Isomorphic Sylow p-subgroups of FSym$(\mathbb{N})$ Let FSym$(\mathbb{N})$ denote the finitary symmetric group on the natural numbers. Are all Sylow p-subgroups of FSym$(\mathbb{N})$ isomorphic (maybe to the iterated wreath product $C_p\wr C_p\wr\dots$ of cyclic $p$-group $C_p$)?
It is well-known that the Sylow $p$-subgroups of $S_{p^k}$, for the positive integer $r$, are all isomorphic to $C_p\wr C_p\wr\dots\wr C_p$ (with $k$ copies of $C_p$) [see for example Proposition 19.10 of the book “A Course in Group Theory” by J.H. Humphreys].
 A: $\DeclareMathOperator\FSym{FSym}\DeclareMathOperator\Sym{Sym}\newcommand\N{\mathbf{N}}$The answer is no, as already mentioned in the comments: a transitive Sylow subgroup, or more generally any subgroup without finite orbit, has a trivial center (clear, since for a nontrivial element, its centralizer preserves its support), while any Sylow with a finite orbit of cardinal $\ge p$ has a nontrivial center (and they indeed exist in $\FSym(X)$ for any infinite $X$).
The main question seems to classify $p$-Sylow subgroups. Let us provide a full reduction to the transitive case.

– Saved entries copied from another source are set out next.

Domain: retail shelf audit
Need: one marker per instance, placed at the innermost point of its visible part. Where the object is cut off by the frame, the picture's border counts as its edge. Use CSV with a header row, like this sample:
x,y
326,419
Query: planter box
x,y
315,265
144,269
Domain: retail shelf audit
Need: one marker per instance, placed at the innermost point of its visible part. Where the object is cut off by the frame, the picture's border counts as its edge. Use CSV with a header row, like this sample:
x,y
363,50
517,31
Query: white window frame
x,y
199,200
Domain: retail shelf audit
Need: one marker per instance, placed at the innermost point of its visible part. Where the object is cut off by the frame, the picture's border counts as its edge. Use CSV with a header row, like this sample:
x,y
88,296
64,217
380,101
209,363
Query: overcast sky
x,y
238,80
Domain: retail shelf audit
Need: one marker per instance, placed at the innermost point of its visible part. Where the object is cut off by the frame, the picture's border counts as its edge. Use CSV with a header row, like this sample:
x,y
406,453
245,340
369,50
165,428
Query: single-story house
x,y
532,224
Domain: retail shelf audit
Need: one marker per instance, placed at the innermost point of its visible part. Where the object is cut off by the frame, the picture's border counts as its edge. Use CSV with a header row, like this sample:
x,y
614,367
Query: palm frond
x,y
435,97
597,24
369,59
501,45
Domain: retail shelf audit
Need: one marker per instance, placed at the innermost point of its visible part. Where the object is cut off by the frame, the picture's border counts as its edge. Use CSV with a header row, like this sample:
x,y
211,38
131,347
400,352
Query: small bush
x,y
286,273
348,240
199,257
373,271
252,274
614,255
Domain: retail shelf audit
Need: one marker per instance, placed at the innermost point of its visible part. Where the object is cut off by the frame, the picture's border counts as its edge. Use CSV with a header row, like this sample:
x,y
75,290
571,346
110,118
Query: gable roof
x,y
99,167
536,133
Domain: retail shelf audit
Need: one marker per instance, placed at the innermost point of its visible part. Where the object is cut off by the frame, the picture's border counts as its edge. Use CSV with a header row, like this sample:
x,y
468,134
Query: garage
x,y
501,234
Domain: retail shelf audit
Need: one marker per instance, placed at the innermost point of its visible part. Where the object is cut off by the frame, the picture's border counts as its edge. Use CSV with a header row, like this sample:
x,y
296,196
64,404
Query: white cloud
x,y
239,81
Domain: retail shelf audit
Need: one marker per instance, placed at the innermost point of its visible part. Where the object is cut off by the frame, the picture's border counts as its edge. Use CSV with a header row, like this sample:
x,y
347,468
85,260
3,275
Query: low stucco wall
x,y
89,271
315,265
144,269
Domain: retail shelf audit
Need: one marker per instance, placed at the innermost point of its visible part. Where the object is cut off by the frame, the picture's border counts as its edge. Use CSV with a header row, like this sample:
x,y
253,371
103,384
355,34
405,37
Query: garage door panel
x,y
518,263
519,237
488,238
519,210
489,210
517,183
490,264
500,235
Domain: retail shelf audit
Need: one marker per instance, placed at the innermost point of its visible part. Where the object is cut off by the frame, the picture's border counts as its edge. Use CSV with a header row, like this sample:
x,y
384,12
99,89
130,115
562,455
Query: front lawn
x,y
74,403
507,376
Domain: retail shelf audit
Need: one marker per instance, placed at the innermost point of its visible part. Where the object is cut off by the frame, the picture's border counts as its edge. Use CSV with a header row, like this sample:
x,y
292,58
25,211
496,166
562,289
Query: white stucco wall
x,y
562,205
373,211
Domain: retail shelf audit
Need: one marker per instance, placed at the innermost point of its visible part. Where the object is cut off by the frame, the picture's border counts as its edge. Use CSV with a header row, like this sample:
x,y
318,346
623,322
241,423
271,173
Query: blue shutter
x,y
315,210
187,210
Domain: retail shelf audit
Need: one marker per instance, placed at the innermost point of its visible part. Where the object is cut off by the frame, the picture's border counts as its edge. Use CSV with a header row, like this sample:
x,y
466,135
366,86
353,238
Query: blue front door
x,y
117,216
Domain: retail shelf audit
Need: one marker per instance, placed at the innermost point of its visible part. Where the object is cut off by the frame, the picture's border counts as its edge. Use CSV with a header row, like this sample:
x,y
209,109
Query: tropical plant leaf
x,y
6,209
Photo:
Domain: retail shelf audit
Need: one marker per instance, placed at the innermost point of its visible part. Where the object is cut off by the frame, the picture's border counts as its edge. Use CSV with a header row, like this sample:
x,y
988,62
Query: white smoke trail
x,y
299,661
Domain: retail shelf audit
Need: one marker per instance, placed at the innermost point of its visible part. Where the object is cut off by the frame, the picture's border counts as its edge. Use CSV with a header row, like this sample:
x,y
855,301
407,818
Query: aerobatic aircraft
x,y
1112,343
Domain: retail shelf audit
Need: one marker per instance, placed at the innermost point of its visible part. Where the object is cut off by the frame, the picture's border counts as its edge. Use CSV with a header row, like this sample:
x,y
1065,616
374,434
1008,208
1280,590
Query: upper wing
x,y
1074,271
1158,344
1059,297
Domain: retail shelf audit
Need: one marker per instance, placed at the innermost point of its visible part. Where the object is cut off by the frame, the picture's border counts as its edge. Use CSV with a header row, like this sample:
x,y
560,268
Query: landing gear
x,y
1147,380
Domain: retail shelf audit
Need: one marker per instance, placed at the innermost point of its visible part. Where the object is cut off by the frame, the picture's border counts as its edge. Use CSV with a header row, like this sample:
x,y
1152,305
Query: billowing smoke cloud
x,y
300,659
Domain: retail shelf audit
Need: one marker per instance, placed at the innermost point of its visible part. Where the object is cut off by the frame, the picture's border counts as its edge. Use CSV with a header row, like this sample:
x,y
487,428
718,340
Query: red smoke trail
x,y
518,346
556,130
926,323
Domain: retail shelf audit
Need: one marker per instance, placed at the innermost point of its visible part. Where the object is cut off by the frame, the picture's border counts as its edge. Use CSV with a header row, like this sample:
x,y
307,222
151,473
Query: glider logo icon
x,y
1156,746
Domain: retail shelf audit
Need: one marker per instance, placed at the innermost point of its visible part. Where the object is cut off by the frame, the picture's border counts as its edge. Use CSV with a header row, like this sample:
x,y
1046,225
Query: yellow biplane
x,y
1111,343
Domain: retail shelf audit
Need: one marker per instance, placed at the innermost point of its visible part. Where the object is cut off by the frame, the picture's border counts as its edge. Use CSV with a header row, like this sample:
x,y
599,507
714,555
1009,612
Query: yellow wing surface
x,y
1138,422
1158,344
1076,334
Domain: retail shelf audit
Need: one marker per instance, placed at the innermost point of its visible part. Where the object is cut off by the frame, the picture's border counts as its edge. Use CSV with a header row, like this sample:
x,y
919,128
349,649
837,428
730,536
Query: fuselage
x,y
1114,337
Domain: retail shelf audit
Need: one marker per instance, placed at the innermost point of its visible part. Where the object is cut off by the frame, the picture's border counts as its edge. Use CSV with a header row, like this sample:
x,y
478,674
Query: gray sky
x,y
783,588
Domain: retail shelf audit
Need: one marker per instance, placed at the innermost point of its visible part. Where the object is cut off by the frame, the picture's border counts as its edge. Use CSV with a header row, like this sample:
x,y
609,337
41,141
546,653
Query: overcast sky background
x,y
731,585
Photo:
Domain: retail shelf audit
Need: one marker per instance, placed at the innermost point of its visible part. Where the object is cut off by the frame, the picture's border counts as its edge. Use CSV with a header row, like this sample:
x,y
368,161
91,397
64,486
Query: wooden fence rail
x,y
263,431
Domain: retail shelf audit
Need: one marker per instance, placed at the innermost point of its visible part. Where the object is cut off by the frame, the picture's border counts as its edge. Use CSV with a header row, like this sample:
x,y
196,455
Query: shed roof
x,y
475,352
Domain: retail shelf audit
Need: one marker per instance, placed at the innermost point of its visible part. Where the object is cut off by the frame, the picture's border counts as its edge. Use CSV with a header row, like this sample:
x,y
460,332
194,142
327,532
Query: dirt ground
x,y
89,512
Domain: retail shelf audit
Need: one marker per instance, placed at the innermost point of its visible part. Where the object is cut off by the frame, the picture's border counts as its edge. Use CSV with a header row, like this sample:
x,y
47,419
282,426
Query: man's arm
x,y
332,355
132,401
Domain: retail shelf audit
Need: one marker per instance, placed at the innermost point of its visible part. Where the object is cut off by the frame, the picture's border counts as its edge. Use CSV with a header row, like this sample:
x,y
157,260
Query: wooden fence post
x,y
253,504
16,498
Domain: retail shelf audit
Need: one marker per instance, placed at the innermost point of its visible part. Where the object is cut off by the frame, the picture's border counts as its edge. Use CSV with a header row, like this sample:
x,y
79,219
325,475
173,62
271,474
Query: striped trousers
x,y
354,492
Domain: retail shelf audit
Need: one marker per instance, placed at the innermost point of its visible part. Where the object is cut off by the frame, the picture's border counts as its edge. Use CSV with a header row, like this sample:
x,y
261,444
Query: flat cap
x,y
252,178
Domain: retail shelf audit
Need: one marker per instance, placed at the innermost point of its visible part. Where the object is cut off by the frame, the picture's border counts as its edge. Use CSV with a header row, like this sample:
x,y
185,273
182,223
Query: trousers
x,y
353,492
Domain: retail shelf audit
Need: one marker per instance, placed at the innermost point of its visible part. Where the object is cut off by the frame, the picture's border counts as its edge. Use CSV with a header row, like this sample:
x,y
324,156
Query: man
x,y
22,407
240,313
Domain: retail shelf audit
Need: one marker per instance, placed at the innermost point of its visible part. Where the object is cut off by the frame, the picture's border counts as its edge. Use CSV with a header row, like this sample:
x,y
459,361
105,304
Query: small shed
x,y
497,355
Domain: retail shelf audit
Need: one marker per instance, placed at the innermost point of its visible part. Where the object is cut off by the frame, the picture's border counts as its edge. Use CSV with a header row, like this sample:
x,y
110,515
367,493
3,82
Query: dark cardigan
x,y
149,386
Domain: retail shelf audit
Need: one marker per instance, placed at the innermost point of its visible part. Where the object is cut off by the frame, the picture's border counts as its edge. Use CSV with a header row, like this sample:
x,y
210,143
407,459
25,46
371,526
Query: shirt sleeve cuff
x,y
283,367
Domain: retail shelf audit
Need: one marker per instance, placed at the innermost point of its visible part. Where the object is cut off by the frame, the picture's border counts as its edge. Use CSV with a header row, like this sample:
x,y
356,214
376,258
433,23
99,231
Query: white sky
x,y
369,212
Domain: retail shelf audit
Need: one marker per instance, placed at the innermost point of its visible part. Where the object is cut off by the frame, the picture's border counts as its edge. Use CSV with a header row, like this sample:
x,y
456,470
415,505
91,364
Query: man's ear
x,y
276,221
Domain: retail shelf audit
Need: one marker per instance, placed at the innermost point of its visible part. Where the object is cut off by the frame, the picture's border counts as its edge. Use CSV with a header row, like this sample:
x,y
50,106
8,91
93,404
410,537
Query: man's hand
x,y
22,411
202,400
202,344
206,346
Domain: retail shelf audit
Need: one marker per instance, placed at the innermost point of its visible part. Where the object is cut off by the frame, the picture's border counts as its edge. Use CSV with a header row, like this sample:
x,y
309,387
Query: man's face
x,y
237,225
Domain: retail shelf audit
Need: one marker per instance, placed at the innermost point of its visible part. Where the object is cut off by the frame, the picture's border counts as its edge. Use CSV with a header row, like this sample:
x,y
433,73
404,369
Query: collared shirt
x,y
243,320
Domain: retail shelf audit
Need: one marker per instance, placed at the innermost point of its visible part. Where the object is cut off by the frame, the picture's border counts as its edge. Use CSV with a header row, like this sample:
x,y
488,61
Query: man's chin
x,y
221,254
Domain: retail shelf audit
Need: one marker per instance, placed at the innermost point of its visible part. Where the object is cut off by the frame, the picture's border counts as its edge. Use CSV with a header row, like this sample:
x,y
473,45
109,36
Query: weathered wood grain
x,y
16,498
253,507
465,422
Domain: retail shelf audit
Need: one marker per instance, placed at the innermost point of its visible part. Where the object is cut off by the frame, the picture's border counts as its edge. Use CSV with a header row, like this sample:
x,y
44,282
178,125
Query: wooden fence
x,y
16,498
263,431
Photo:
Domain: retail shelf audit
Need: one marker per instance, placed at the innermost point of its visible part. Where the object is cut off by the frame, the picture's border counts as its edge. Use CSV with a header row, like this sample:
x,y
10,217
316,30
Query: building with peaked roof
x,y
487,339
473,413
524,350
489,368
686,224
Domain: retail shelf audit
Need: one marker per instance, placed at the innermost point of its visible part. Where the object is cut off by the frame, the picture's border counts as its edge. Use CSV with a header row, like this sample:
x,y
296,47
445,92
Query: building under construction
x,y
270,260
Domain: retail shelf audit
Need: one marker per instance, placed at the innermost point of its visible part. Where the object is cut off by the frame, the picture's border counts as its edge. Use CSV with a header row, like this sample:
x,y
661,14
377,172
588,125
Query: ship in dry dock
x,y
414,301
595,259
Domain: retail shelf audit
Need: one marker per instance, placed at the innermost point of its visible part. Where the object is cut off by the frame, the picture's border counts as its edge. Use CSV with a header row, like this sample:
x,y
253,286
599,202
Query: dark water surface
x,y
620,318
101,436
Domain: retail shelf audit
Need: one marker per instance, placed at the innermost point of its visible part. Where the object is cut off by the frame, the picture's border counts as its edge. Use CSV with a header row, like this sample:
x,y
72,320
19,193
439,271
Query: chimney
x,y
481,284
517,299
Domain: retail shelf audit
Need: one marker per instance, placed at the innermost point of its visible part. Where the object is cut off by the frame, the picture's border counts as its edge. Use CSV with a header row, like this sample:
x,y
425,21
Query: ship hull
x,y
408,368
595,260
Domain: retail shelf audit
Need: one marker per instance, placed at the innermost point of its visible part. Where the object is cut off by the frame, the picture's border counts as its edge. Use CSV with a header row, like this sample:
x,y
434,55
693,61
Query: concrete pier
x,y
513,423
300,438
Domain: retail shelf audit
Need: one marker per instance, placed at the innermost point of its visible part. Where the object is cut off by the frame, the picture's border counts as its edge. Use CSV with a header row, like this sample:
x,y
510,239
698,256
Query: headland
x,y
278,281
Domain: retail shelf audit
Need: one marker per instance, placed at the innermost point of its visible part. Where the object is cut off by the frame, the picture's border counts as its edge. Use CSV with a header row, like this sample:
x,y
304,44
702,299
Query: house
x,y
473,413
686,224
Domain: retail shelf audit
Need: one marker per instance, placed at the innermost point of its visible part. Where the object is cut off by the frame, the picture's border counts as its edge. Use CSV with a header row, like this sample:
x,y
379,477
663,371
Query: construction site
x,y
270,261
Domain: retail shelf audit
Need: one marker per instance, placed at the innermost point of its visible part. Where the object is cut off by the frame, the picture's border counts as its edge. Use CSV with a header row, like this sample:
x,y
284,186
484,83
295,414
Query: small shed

Proposition 1. Let $P$ be a $p$-Sylow, $(X_i)$ its orbit decomposition, $P_i$ the image of $P$ in $\FSym(X_i)$. Then $P=\bigoplus_i P_i$, and all finite $X_i$ have a $p$-power cardinal.
Indeed, $P\subset\bigoplus_i P_i$ (as elements have finite support), and by maximality, $P=\bigoplus_i P_i$. The second assertion is clear from the finite case.$\Box$
For the converse:
Proposition 2. *Let $X$ be a set with a partition $(X_i)$ such that each finite $X_i$ has a $p$-power cardinal. Let $P_i$ be a transitive $p$-Sylow in $\FSym(X_i)$. Then $P=\bigoplus P_i$ is a $p$-Sylow in $\FSym(X_i)$ iff for each $n<\infty$, the number $n_i$ of $i$ such that $|X_i|=p^n$ is $<p$.
The condition is clearly necessary, using the finite case. Conversely, suppose it holds. Choose $f\notin \bigoplus P_i$ such that $\langle P,f\rangle$ is a $p$-subgroup.  Let $J$ be the set of $i$ such that $f(X_i)\neq X_i$, and $X'=\bigcup_{i\in J}X_i$. Note that $J$ is not empty, and that $X'$ is $\langle P,f\rangle$-invariant.
a) Suppose that $X'$ is finite. The assumptions $n_i<p$ implies that $\prod_{i\in J}P_i$ is a $p$-Sylow in the finite group $\Sym(X')$, so we get a contradiction.
b) So $X'$ is infinite; since $J$ is finite (as the support of $f$ is finite), there is $i\in J$ with $X_i$ infinite. Let $W$ be the (finite) support of $f$ and $W_i=W\cap X_i$. By a classical lemma of B.H. Neumann, there exists $s\in P_i$ such that $s(W_i)\cap W_i=\emptyset$. Then for some $k\ge 1$, some cycle of $f$ visits a point in $X'-X_i$, then $k$ points in $X_i$, and then goes back to $X'-X_i$. By direct verification, the commutator $f'=[s,f]=sfs^{-1}f^{-1}$ contains a $(2k+1)$-cycle whose support meets $X_i$ in a subset of cardinal $2k$. Apply the same with $f'$: find $s'\in P_i$ so that $f''=[s',f']$ contains a $(4k+1)$-cycle. Since $f'$ and $f''$ are both in a $p$-Sylow, we deduce that both $2k+1$ and $4k+1$ are $p$-powers. Since $1<(4k+1)/(2k+1)<2\le p$, we deduce a contradiction. $\Box$
This entirely reduces to understanding transitive Sylow subgroups.
And indeed it's known that all transitive $p$-Sylow are conjugate when $X$ is infinite countable. This is due to Ivanyuta (Sylow p-subgroups of the countable symmetric group. (Russian) Ukrain. Mat. Ž 15 1963 240–249), see also here.
(To complete the picture, one should prove that for $X$ uncountable there's no transitive $p$-Sylow.) So a conjugacy class of $p$-Sylow is determined by some cardinal $n_\omega$ (the number of infinite orbits), and for each $i$, the number $0\le n_i<p$ of orbits of cardinal $p^i$.
Actually it is claimed in both papers that $p$-Sylow subgroups of $\FSym(X)$ are isomorphic iff they're conjugate: this is slightly false: they are isomorphic iff they have the same $n_i$ for each $0<i\le\omega$ (but $n_0$ can vary).